Wojna w Ukrainie. Czerwony Krzyż: Korytarze humanitarne zostały zaminowane

Drogi, którymi mieli zostać ewakuowani mieszkańcy Kijowa, Charkowa, Mariupola i Sumy, zostały zaminowane - poinformował Dominik Stillhart, dyrektor Międzynarodowego Komitetu Czerwonego Krzyża. Uchodźcy z Ukrainy mieli zostać ewakuowani tymi trasami m.in. do Rosji i Białorusi.

Z Ukrainy uciec musiało już 1,5 miliona osób. W poniedziałek Rosjanie mieli po raz trzeci otworzyć korytarze humanitarne. Wcześniejsze próby zawieszenia broni były przez nich łamane. W Irpieniu podczas ewakuacji otworzono do cywilów ogień, zginęły trzy osoby, w tym dzieci. Rosjanie sami wyznaczają drogi ewakuacji. Prowadzą one w dużej części do miast rosyjskich i białoruskich. 

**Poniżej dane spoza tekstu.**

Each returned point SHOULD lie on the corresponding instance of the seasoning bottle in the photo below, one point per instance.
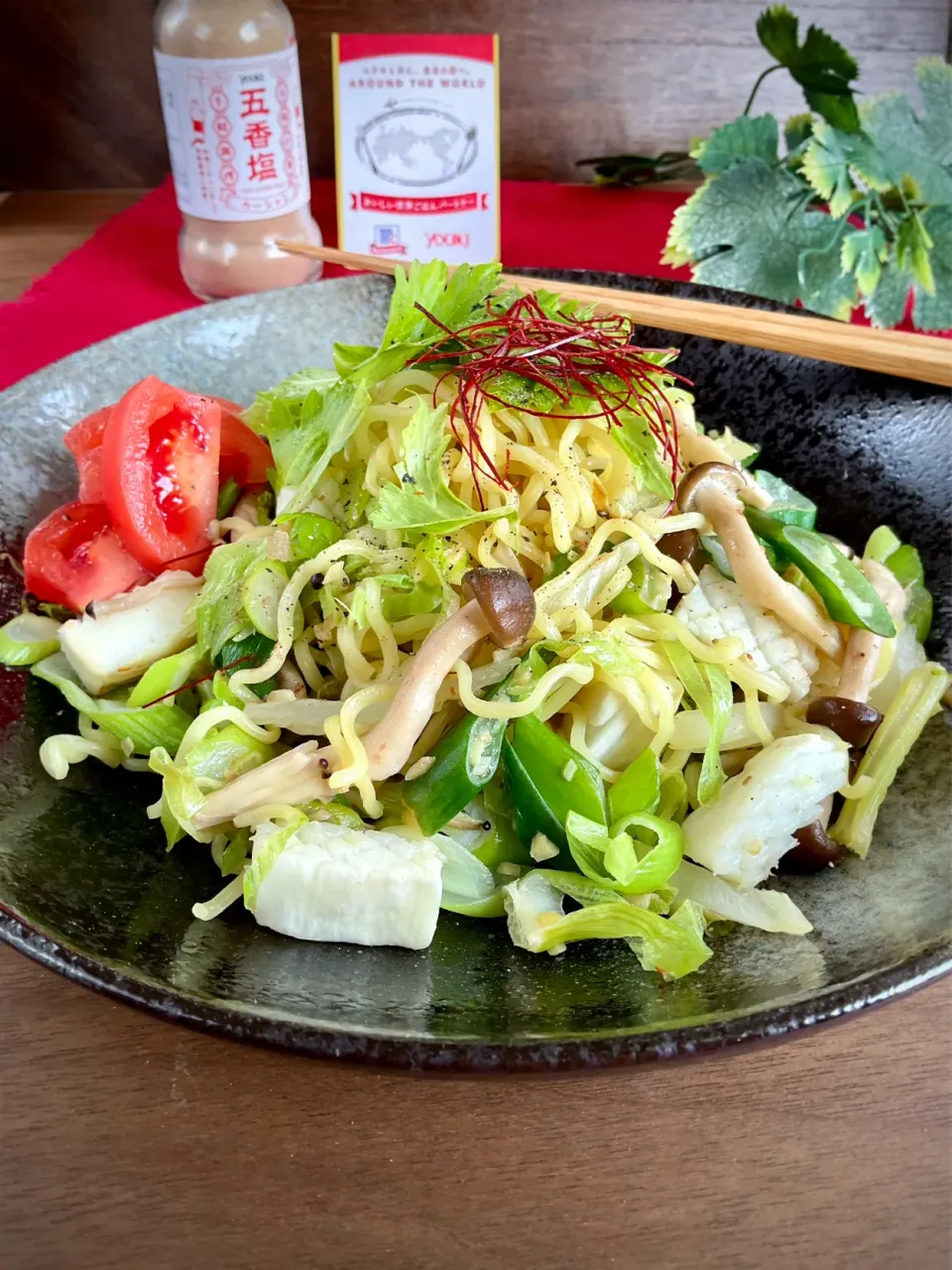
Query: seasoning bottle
(231, 99)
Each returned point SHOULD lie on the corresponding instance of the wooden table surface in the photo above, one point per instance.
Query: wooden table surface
(130, 1142)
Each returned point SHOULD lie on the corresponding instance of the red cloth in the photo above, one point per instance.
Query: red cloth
(127, 273)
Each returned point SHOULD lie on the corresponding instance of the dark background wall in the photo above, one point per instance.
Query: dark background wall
(579, 76)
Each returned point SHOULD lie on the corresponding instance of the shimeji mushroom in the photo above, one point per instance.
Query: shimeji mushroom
(715, 490)
(502, 607)
(848, 715)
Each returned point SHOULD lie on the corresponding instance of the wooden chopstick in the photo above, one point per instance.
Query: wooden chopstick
(893, 352)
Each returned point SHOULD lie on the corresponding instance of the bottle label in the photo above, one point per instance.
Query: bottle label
(236, 135)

Korytarze humanitarne do Rosji i Białorusi 

Według informacji agencji RIA Novosti korytarz humanitarny z Kijowa będzie prowadził bezpośrednio na Białoruś, a z Charkowa - do Rosji. Ukraińcy opuszczający Mariupol oraz Sumę będą mogli skorzystać z korytarzy prowadzących albo do innych miast Ukrainy, albo do Rosji.

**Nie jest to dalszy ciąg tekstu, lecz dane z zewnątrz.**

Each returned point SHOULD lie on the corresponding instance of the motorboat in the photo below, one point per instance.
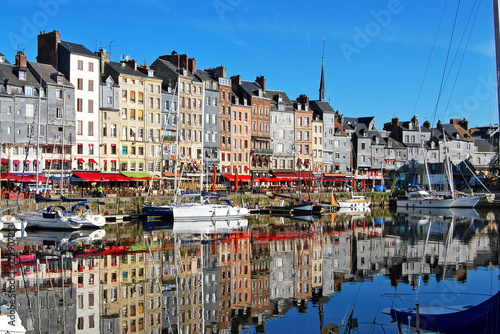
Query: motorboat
(54, 217)
(10, 321)
(482, 318)
(423, 199)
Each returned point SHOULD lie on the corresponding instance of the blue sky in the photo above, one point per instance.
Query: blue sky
(376, 52)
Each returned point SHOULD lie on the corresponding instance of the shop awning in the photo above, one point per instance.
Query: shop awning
(25, 178)
(90, 176)
(115, 177)
(242, 178)
(137, 176)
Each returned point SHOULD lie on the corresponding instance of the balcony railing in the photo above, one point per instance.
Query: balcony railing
(262, 151)
(169, 138)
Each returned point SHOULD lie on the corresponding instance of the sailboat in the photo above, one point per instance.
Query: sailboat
(480, 319)
(198, 205)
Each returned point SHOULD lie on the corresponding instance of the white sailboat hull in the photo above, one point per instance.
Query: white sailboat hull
(8, 222)
(89, 220)
(198, 211)
(354, 203)
(36, 219)
(426, 203)
(465, 202)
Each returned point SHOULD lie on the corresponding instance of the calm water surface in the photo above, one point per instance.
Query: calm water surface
(264, 274)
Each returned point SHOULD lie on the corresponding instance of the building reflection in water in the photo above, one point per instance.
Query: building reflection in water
(222, 281)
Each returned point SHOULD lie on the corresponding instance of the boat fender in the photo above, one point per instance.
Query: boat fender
(330, 328)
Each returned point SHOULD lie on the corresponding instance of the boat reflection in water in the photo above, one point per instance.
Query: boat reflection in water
(229, 276)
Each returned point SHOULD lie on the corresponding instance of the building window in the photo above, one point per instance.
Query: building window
(29, 110)
(79, 127)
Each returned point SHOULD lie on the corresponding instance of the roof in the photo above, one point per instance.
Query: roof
(274, 96)
(320, 106)
(77, 49)
(46, 72)
(124, 68)
(482, 145)
(7, 71)
(251, 88)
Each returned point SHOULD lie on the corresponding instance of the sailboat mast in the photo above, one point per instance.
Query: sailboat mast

Rzecznik prezydenta Wołodymyra Zelenskiego nazwał te trasy "całkowicie niemoralnymi" i oznajmił, że Rosja próbuje "wykorzystać cierpienie ludzi do stworzenia obrazu telewizyjnego". Tłumaczył Reutersowi, że cywile "są obywatelami Ukrainy, powinni więc mieć prawo do ewakuacji na terytorium Ukrainy". 

Krytycznie do takiego przebiegu tras odniósł się też brytyjski minister James Cleverly, który - jak informuje portal mirror.uk - nazwał takie rozwiązanie "cynicznym ponad wszelką wątpliwość". Podkreślił, że trasy są w przeciwnym kierunku niż ucieka większość uchodźców. Emigranci wojenni kierują się bowiem na zachód, z dala od Rosji.  

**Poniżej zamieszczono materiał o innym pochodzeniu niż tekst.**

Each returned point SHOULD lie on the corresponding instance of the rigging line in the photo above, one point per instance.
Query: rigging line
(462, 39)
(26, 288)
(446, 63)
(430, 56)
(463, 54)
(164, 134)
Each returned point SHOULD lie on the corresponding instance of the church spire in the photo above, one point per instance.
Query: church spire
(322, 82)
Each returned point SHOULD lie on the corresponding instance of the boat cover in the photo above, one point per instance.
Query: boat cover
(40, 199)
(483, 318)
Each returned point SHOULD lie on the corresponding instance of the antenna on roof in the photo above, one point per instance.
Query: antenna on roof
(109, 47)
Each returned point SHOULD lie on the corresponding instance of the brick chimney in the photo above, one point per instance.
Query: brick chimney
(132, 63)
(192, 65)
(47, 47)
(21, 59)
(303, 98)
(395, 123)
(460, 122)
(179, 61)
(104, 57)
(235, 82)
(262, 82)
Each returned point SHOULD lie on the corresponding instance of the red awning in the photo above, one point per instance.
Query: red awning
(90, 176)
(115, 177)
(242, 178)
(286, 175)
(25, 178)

O wojnie w Ukrainie i sankcjach na Rosję przeczytaj na stronie głównej Gazeta.pl

Korytarze humanitarne zaminowane 

Dominik Stillhart, dyrektor operacyjny Międzynarodowego Komitetu Czerwonego Krzyża (MKCK), wysłał w niedzielę pracowników MKCK, aby wydostali się z Mariupola uzgodnioną trasą, ale ci szybko zorientowali się, że droga, którą im wskazano, jest w rzeczywistości zaminowana.

Stillhart podkreślił, że niezwykle istotne jest wypracowanie "konkretnego, możliwego do zrealizowania i precyzyjnego porozumienia", ponieważ dotychczasowe zawieszenia broni były szybko łamane.  

Zobacz wideo Antywojenne protesty w Rosji. Są zatrzymani

Rosyjskie wojska nie przestają bombardować ukraińskich miast. Ewakuacja cywilów wciąż jest utrudniana. Utworzenie korytarzy humanitarnych oraz zawieszenie broni będzie negocjowane podczas poniedziałkowych negocjacji między delegacjami Ukrainy i Rosji w Białorusi. Początek rozmów o godz. 16.